THE day before Remembrance Day, we hear of the sale of a remarkable copy of the 1941 Wisden – liberated from the library at Oflag V11B prisoner-of-war camp in Bavaria by former Durham County cricketer Keith Jackson.

Keith, held for five years, may best be remembered as the only bowler ever to bag the great West Indian Jeff Stollmeyer for a pair – 18,000 packed in Ashbrooke, Sunderland, in July 1950.

A second lieutenant in the DLI, he was captured in France in 1940, spending long hours of incarceration improving his knowledge of classical music and, presumably, with his head in the Cricketers’ Almanac.

“One can only suppose,” says a family note on the Wisden Auction site, “that it was stuffed into a haversack as something to wile away time during a long and arduous trip back to the UK across war-torn Europe.”

Keith Jackson was a Barnard Castle lad, attended Barney School, played cricket for Bishop Auckland, became a brewer with Nimmo’s at Castle Eden and, at 40, married Joan Nimmo, the boss’s daughter. Thereafter he played his cricket for Castle Eden, became a scratch golfer and a dab hand at bridge.

In 1948 he had taken 5-76 for Durham against the touring Australians – including the wickets of Neil Harvey, Don Tallon and Bill Brown – and also had a match return of 9-105 against Yorkshire II at Scarborough.

He died, aged 79, in 1997 – but that special Wisden, ex libris as probably they say at Barnard Caste School, has only just come to light. Its condition described as “reasonable”, it also survived Oflag V11B.

THE guide price for that unchained Wisden is £50 – the same, coincidentally, as a signed Tow Law Town match shirt going on eBay from the eternally unforgettable 1998 FA Vase final at Wembley. Said to be extra large, it’s thought to have been worn by Mickey Bailey.

THE Stollmeyer double notwithstanding, Keith Jackson didn’t even merit man of the match against the West Indies in 1950. That was Jackie Keeler, not the height of twopennorth of copper and known universally as Chip – as in Keiller’s Little Chip Marmalade.

Jackie, a colliery wages clerk from South Moor, near Stanley, hit a chanceless 135 from a bowling attack that included the formidable Sonny Ramadhin, prompting Clyde Walcott, another West Indian immortal, to suggest that Jackie must have been able to read the spinner.

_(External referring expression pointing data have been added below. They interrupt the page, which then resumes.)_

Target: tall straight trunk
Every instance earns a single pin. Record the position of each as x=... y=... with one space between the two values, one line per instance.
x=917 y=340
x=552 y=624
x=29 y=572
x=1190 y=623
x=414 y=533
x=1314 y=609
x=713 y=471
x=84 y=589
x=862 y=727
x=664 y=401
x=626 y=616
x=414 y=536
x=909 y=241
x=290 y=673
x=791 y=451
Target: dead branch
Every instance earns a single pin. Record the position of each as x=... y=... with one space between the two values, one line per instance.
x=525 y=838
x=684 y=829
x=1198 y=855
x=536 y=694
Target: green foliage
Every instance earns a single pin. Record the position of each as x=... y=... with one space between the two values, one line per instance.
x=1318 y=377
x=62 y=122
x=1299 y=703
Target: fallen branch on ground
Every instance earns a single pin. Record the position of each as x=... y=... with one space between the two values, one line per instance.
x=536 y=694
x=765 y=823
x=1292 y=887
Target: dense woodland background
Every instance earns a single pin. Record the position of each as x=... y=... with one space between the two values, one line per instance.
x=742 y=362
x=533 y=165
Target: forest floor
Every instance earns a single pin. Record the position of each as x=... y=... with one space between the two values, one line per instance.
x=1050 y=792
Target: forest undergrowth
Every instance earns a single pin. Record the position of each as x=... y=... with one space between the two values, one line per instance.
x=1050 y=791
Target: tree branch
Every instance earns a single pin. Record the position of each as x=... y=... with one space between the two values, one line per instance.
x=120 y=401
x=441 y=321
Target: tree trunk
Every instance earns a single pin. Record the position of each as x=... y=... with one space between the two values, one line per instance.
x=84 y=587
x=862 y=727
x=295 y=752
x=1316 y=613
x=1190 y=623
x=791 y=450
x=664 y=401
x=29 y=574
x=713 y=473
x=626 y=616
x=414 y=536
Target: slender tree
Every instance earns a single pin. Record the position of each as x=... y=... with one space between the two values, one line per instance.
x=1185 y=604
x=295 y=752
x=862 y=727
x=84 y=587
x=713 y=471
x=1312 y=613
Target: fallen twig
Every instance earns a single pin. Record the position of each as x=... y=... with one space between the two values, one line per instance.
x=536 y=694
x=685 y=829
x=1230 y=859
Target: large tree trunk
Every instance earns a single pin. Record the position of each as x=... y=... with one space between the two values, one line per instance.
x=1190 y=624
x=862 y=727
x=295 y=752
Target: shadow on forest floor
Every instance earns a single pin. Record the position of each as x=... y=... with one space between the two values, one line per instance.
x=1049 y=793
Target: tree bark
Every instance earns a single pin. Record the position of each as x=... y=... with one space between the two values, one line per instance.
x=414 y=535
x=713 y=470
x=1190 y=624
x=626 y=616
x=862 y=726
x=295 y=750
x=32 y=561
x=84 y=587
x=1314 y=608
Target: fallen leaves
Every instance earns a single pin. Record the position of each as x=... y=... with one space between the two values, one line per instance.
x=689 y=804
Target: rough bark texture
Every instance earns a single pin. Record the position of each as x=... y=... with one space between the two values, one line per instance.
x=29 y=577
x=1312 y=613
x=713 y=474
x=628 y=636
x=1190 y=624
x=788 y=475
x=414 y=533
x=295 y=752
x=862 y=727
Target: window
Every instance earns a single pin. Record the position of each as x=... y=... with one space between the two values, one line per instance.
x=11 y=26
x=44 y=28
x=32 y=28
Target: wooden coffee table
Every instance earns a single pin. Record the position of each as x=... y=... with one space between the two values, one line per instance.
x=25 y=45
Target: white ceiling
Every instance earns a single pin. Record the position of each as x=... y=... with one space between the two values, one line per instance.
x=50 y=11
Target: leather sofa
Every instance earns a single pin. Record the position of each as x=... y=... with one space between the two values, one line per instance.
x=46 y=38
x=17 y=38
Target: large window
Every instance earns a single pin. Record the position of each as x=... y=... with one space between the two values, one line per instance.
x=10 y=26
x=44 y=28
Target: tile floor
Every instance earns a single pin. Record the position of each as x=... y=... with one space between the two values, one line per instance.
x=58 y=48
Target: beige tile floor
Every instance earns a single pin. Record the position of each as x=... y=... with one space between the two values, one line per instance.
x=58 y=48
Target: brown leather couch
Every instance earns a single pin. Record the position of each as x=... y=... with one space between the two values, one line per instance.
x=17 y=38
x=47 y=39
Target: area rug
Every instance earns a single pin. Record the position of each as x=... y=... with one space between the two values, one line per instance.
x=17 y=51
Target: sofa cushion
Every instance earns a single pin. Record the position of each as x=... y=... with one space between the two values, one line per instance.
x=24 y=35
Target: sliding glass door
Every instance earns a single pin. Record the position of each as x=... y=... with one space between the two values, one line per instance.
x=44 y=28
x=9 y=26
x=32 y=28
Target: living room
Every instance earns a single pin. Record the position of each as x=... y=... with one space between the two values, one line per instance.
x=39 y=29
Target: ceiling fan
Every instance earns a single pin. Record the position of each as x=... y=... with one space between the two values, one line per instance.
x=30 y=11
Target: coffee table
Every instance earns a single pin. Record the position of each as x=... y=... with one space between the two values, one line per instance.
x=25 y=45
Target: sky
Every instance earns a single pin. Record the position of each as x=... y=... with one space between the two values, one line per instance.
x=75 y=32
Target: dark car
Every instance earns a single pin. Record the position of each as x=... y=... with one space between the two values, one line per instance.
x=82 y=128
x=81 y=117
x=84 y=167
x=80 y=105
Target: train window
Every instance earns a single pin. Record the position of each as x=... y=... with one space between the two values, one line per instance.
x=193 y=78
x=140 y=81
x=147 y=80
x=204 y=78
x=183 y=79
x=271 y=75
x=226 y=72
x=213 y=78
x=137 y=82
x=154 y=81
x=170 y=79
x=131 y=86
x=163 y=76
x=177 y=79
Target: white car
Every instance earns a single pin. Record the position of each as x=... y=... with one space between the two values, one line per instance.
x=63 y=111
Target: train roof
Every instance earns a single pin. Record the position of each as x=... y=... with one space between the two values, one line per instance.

“Could I hell, no one could,” Jackie once told the column. “If it was down the right-hand side it was his off-break and down the left-hand side it was his leg-break. If it was down the middle, I didn’t know what the hell it was.”

He’d made his Durham debut in 1942, run out first ball, was called up for naval duty and carried his bat in his hammock, even when in submarines. Demobbed, he turned down Hampshire’s contract offer.

“I’d had five years in the Navy. I wanted to be home,” said Jackie.

With Harry Bell against Yorkshire II, he shared a then record opening stand for Durham of 215; against the touring Indians in 1952 – Umrigar, Chowdhury, Roy – he hit 90 and 97.

“To tell you the truth, I was that knackered I was glad to get out,” he said. “I wasn’t bothered about centuries at all.”

A lovely and a very humble man, he died in October 2005.

STILL with former Durham County cricketers, the play about Colin Milburn – centred around his last desperate weeks staying at the North Briton pub in Aycliffe Village – is at the Riverside in Chester-le-Street tomorrow evening and at Burnopfield CC, Ollie’s home base, on Saturday.

The programme promises songs, anecdotes and a large gin and cola.

Called When the Eye Has Gone, supported by the Professional Cricketers’ Association, the one-man production is touring all 18 first class county grounds. Peter Chapman, once the Echo’s head librarian, caught it at Edgbaston on Monday.

Peter supposes that the play offers a fairly rounded view – as might be supposed of the great man – though there was a collective groan at the bit where Northants pinched him from under Warwickshire noses.

“It’ll be interesting to hear how it goes down in Burnopfield – his mother and father feature in perhaps not the most sympathetic light,” he adds.

Backtrack will be there tomorrow night. More next week.

….and finally, the 10 teams in last week’s FA Cup first round who’d previously won the competition (Backtrack, November 3) were Blackpool, Bolton Wanderers, Bradford City, Bury, Charlton, Coventry City, Notts County, Portsmouth, Sheffield United and Wimbledon.

Readers are today invited to suggest the football record which East Kilbride FC took from the mighty Ajax last Saturday.